An interactive map on the arboretum’s website enables the collection to be explored remotely and for highlights to be picked before visiting – perhaps the fine Himalayan oak, the Mexican firs and pines with huge cones, or beautiful groves of birches. This is a parkland arboretum where everything has enough space to grow to its full potential.
In spring the blossoming trees are complemented by a sweeping of bulbs, including huge drifts of blue camassias. In summer wildflowers and waving grasses, parted by sinuous paths make an idyllic scene while in autumn rich colours develop over a long season.
A lake, ponds and the large areas of meadow create a site rich in native wildlife, with thousands of wild orchids, rare fungi and birds such as the regularly seen barn owls and occasional kingfishers can be spotted - peacocks and guinea fowl also roam the site.
With its core values of ‘Inspiration, Education, Conservation’ the arboretum is committed to promoting the benefits and importance of trees and the wider natural world.
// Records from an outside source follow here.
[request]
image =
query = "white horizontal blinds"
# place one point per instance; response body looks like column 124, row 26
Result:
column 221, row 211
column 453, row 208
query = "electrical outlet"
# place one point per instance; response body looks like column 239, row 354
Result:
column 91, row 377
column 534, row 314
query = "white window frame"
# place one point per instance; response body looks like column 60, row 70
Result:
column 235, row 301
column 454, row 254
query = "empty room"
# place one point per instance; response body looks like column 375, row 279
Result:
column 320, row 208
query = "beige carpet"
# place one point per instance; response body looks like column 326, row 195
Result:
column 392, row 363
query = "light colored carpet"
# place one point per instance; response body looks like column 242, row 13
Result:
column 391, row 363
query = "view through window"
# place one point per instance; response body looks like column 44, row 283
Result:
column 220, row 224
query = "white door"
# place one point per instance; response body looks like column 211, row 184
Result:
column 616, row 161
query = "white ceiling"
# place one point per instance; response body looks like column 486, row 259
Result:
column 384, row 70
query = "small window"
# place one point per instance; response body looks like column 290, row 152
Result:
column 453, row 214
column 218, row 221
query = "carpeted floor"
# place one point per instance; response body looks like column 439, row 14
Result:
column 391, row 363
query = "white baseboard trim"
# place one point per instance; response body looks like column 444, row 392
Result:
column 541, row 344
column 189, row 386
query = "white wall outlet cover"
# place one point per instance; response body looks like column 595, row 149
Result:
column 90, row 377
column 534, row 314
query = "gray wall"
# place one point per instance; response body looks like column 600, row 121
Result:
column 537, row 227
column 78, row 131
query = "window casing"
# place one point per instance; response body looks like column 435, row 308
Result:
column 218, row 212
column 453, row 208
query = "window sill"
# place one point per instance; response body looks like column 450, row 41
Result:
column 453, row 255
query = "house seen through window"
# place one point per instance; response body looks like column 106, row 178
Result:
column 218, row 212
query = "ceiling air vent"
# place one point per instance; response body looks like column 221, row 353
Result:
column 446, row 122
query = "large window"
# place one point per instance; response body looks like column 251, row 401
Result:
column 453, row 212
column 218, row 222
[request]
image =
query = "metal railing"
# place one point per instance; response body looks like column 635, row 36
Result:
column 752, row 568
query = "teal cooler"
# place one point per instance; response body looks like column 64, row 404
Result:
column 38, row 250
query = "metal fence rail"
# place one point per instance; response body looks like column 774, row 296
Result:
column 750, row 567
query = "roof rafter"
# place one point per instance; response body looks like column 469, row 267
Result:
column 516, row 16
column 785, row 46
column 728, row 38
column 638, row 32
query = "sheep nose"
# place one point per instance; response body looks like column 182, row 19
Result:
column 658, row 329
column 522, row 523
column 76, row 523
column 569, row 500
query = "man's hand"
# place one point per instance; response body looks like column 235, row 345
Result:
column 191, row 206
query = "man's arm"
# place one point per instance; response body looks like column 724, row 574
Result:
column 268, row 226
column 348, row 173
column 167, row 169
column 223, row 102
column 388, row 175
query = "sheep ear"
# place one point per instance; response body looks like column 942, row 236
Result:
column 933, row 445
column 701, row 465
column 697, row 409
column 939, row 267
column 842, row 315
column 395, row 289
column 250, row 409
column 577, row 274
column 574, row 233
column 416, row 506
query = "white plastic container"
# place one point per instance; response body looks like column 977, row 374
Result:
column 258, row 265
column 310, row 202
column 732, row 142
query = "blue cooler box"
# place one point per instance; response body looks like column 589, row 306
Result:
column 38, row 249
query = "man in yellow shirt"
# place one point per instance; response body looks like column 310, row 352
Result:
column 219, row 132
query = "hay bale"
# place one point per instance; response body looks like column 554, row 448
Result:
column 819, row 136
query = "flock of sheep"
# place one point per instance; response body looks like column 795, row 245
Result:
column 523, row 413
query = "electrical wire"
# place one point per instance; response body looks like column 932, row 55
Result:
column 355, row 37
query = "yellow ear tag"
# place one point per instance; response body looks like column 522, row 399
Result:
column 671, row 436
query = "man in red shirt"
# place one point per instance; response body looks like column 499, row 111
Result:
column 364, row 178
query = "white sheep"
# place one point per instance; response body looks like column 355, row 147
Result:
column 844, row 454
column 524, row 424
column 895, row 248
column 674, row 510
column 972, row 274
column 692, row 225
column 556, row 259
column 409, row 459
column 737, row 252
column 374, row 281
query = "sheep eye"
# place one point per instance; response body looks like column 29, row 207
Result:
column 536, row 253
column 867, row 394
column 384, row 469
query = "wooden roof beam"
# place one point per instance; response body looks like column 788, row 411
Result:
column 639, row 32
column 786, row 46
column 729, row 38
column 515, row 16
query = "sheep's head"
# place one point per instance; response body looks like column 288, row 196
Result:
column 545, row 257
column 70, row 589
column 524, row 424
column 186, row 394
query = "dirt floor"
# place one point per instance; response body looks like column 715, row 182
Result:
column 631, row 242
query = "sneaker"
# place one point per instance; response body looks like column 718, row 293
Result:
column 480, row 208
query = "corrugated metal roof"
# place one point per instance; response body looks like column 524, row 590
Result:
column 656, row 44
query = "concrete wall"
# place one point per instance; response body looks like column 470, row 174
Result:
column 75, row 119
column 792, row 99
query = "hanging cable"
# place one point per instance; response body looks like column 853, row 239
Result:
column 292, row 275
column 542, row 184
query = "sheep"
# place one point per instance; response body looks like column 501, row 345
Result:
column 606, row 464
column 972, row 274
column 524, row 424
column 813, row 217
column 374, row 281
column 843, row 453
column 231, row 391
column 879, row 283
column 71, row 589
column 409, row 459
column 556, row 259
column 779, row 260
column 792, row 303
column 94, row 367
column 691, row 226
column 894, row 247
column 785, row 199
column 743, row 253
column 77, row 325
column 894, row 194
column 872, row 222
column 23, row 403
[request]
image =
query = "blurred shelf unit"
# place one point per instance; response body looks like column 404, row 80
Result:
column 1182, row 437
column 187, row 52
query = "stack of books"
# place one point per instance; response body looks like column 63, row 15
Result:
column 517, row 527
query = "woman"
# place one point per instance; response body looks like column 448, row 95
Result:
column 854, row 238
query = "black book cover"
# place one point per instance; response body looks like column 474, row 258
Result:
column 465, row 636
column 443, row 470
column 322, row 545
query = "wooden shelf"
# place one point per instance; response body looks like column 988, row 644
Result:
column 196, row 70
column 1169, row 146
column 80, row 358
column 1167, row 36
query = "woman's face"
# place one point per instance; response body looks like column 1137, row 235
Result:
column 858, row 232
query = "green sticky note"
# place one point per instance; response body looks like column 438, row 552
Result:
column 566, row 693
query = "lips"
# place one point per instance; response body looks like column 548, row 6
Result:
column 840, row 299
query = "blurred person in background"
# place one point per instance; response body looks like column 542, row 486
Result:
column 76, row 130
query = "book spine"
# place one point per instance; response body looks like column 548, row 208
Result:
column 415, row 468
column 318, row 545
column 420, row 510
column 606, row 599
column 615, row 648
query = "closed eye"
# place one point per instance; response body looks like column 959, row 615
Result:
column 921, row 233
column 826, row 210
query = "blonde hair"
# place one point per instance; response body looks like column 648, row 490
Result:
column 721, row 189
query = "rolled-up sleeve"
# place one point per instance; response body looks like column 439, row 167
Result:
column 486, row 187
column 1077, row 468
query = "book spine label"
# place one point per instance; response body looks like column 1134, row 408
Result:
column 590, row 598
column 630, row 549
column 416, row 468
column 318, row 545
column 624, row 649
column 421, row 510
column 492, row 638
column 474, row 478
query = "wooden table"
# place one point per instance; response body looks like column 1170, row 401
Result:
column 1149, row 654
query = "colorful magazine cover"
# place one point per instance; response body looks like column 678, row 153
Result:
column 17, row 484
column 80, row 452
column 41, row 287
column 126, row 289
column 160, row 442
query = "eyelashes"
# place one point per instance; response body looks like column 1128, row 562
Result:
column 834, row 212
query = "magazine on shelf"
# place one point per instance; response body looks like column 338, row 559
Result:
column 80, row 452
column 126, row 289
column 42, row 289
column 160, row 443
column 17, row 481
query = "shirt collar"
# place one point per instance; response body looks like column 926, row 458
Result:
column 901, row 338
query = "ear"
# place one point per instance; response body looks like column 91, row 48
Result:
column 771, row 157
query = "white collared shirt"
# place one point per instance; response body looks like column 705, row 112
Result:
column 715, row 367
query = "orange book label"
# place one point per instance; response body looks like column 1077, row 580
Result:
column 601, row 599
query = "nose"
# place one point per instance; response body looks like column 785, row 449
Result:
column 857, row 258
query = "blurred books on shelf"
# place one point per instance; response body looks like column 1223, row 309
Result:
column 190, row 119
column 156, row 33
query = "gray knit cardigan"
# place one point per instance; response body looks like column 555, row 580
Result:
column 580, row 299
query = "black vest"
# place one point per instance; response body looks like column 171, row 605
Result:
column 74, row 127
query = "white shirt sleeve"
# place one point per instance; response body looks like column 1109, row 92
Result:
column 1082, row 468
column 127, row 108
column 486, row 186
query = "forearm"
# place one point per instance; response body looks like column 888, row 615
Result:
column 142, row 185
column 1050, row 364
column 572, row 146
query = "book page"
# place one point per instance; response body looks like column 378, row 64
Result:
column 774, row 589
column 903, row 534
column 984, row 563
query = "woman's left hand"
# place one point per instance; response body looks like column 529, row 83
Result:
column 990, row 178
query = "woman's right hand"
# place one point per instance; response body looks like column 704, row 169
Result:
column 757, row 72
Walks, talks and events of interest to everyone from the general public to specialist horticulturists are held throughout the season.
For children, there are holiday activities, trails and a woodland playground to explore, in addition to the education programme for school groups. The Arboretum Café enjoys an enviable reputation for excellent homemade food. Dogs are welcome and are allowed off the lead in designated areas.